Just under four years of public profile for a one-hit wonder? So how come 'Shaddap a' Your Face' is still stuck in my head after thirty-odd years?
DENVER – A detailed analysis of American pop music data shows musicians that hit the album charts spend, on average, a little more than five years there. More than one third will be 'one-hit wonders.' That's according to a study by Storm Gloor, MBA, an assistant professor at the University of Colorado Denver's College of Arts and Media (CAM).
The study, "Just How Long is Your Fifteen Minutes? An Empirical Analysis of Artist's Time on the Popular Charts," is the first phase of a research project to determine how the popularity of an artist and the length of their career have been affected by changes in the music industry. Data from more than 50 years of Billboard music charts was used in the first phase of the study.

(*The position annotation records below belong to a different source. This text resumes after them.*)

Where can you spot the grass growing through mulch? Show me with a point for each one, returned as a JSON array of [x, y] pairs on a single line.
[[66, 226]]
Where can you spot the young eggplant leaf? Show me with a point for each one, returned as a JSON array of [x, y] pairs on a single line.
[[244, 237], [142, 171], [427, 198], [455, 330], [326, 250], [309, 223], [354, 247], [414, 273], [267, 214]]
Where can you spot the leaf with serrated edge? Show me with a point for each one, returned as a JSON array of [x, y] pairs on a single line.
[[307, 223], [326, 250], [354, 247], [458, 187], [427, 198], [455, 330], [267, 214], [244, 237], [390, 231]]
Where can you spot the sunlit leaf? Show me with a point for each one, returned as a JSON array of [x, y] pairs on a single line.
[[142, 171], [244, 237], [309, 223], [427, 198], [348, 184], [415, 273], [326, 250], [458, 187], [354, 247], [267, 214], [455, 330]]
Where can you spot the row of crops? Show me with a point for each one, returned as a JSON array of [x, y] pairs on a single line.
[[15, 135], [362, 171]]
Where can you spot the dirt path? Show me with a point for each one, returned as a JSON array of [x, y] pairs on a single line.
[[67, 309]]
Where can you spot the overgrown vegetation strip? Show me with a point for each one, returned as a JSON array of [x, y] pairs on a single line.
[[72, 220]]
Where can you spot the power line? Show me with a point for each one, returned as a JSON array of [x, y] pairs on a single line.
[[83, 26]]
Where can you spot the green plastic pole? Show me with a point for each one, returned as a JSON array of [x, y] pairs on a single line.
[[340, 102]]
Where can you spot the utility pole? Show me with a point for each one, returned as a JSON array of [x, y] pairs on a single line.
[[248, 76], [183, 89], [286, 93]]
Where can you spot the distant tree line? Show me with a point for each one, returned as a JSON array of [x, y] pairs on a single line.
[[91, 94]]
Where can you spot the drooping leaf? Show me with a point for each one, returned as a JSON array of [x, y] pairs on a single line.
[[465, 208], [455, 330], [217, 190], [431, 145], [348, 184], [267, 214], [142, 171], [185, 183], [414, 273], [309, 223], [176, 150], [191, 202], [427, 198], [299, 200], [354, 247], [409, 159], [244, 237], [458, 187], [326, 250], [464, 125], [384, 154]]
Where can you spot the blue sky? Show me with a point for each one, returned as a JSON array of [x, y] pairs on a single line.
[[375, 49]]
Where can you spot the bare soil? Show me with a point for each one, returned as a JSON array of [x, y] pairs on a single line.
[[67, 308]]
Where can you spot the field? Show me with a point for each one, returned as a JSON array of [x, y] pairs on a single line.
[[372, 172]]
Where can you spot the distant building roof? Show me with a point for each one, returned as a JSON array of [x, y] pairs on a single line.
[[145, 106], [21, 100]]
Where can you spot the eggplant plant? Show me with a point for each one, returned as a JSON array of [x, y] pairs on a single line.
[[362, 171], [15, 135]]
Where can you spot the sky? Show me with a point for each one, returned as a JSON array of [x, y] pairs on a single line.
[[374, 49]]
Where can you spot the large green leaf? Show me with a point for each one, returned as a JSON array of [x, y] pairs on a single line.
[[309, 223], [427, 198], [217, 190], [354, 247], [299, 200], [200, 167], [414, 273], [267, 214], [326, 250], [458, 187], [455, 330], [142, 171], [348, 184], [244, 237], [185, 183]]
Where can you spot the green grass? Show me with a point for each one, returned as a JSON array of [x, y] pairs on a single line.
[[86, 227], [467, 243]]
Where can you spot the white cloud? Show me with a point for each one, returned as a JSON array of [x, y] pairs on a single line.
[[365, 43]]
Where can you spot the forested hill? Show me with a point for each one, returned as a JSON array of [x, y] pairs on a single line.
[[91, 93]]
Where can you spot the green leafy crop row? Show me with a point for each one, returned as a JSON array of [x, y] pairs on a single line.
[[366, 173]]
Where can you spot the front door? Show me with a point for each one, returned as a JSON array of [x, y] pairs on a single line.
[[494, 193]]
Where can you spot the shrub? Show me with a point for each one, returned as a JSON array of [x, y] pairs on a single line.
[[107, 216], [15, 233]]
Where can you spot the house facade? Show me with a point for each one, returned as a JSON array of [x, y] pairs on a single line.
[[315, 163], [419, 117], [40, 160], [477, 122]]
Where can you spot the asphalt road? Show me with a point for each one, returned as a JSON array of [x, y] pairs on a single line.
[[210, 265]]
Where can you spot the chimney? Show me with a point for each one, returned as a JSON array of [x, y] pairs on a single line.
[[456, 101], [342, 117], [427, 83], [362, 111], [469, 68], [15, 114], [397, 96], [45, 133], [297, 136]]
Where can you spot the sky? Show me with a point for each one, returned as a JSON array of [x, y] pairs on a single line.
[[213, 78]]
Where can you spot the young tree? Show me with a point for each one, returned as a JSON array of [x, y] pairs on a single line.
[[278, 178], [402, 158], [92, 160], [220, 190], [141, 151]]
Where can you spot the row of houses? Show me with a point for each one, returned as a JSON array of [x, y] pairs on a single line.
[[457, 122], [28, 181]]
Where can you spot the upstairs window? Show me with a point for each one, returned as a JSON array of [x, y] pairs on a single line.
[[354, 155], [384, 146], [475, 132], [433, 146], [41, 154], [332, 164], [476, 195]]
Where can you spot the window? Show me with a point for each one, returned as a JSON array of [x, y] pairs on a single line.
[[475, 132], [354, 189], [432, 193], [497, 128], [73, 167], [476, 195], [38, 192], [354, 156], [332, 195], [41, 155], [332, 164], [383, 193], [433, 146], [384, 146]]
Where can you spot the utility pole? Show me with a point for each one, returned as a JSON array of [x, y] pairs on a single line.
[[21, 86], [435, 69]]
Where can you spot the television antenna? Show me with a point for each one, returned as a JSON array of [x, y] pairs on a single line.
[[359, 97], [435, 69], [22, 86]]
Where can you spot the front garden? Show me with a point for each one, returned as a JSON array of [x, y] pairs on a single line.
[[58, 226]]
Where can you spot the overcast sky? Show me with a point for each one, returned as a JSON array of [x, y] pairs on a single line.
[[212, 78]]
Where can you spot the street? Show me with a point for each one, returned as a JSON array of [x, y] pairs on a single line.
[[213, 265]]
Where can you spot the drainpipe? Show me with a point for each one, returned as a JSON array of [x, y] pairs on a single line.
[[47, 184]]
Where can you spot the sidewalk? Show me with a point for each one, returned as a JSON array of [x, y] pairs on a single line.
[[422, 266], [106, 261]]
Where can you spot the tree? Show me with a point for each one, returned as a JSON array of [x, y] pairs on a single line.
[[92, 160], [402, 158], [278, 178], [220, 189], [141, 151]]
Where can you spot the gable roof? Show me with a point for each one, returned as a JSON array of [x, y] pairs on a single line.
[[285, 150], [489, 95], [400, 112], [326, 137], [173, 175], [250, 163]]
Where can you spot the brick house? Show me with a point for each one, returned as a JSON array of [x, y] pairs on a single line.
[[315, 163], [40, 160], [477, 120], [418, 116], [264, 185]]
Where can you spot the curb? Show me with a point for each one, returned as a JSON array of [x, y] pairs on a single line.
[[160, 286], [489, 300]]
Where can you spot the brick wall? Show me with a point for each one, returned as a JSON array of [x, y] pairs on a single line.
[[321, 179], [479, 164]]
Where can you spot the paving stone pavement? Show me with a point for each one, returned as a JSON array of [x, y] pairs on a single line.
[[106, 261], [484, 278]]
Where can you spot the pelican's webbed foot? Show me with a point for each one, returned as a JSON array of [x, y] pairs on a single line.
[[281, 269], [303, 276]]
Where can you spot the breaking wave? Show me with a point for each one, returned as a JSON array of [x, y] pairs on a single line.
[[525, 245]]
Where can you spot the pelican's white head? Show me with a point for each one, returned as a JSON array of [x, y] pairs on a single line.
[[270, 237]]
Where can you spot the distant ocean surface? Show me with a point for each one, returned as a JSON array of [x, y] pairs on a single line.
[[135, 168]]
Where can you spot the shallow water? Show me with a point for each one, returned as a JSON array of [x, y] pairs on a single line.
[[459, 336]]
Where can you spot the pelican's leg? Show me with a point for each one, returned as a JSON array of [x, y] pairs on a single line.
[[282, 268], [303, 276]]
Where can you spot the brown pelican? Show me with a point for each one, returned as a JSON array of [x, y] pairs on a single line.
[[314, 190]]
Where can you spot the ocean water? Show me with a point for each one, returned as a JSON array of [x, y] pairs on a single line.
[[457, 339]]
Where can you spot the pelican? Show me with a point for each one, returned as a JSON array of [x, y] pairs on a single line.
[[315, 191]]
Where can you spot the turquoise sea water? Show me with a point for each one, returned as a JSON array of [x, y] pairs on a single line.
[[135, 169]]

It shows artists maintain their presence on the album charts for anywhere from 3.95 -6.16 years, depending on various chart criteria. Thirty-four percent of artists who debut on the album charts only hit the charts once. On the pop singles chart that figure rises to nearly fifty percent.
Preliminary information shows artists may become nationally recognized sooner in their careers but may not maintain their popularity as long. "In that phase of the study I'll be taking more of a longitudinal look at artists' chart presence as the music marketplace has changed through the years," said Gloor.
Source: University of Colorado Denver
The paper is included in the 2011 edition of the Music and Entertainment Industry Educators Association (MEIEA) Journal, a peer-reviewed academic publication, published this month. The study was funded in part by a grant from MEIEA.